While it’s easy to dismiss NAB as Nerdy And Boring, it’s worth remembering that unlike CES, it’s flashier cousin, NAB is meant for television engineers and production staff. Hence the seeming overemphasis on dollies and lenses.
There wasn’t a whole lot new coming out of this year’s show as much as a confirmation that last year’s trends (4K, the explosion of video content) have become this year’s tried and true.
One trend that’s becoming far more mainstream is drone cameras, and the introduction of two high-quality, consumer-priced drone cameras, 3DR’ s Solo and DJI’s Phantom2, seemed poised to usher in a more wide-ranging spread of dronedom.
Priced at just $999 (plus $400 for the accompanying software) these cameras are easily accessible to hobbyists, which means:
CAT DRONES! Watch for gratuitous drone shots to start popping up all over YouTube (and Vine) as the UGC contingent looks to up its game by shooting cute cats and how-to-change-a-tire videos from a whole new angle. There’s a definite chance for creative uses here, but we think most initial usage will be of the “Hey look! I bought a drone cam!” variety.
NIGHTCRAWLER DRONES: Jake Gyllenhall’s Leo Bloom wouldn’t have to barrel through the streets of Los Angeles if he’d had his own drone. Look for local news crews (and/or the stringers who work for them) to make extensive use of drones to cover accidents, fires and other disasters from a different angle. That and lots of on-air promotions for “The Channel Four Drone Cam! Coming Your Way!”
PAPADRONEZZI: This is the most disturbing use case as paparazzi are likely to begin using drone cameras to enable more effective stalking of their favorite celebrities. They’ll get video as well as stills and if the celeb in question happens to be a good shot, it’s only another $999 to replace one.

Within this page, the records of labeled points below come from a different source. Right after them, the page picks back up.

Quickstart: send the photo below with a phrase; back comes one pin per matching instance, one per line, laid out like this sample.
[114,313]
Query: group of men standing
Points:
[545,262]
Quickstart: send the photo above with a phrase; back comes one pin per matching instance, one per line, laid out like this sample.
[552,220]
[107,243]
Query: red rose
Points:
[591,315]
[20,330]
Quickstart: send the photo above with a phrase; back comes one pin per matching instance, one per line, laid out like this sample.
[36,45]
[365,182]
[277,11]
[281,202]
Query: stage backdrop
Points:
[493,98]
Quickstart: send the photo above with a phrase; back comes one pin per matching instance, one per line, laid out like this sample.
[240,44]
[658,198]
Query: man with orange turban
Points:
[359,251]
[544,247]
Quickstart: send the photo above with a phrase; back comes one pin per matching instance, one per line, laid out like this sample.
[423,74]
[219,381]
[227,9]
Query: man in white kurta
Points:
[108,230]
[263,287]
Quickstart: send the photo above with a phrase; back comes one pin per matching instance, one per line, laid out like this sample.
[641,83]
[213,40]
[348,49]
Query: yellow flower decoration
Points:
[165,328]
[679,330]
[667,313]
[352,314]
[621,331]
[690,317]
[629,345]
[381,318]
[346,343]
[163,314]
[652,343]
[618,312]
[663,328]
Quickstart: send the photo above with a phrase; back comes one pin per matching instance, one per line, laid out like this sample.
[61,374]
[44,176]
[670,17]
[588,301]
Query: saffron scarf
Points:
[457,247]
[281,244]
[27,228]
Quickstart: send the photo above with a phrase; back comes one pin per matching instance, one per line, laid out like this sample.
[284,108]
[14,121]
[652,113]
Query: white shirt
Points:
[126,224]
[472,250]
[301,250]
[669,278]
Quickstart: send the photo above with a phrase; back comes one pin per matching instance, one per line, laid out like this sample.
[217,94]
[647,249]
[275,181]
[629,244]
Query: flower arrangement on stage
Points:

Drones aside, two other notable stories to emerge from NAB both concerned Adobe Prime Time, the company’s video and advertising management software.
The first was the announcement of a partnership between Adobe Prime Time and Akamai. While in some ways this just formalizes something that was already happening, the net effect is to improve Adobe’s server-side ad stitching. So less buffering, more devices and good luck with that ad-blocking software.
That gives us hope about the near-term future of OTT TV, as anything that can make that experience feel more like standard-issue linear TV is own going to serve to drive adoption.
Adobe’s other announcement was that Crackle TV was going to start running a “live TV” option, where the viewer is immediately served up a program when they open open the app, rather than just viewing a static screen. The trick here is that different viewers will see different (ad-supported) program streams depending on their prior viewing habits.
This is notable in that it’s a definite future option for just about any network: show viewers your catalog based on what they want to see, not what you want to show them. We’ll be watching how Crackle’s viewers react to the idea of a live feed, whether they embrace it or reject it as hopelessly old school and how all that affects their ad revenue.
All this action from Adobe is a good thing too, in that they are Nielsen’s chosen partner and the activity may indicate that the time is nigh for Nielsen’s long-awaited OTT TV ratings.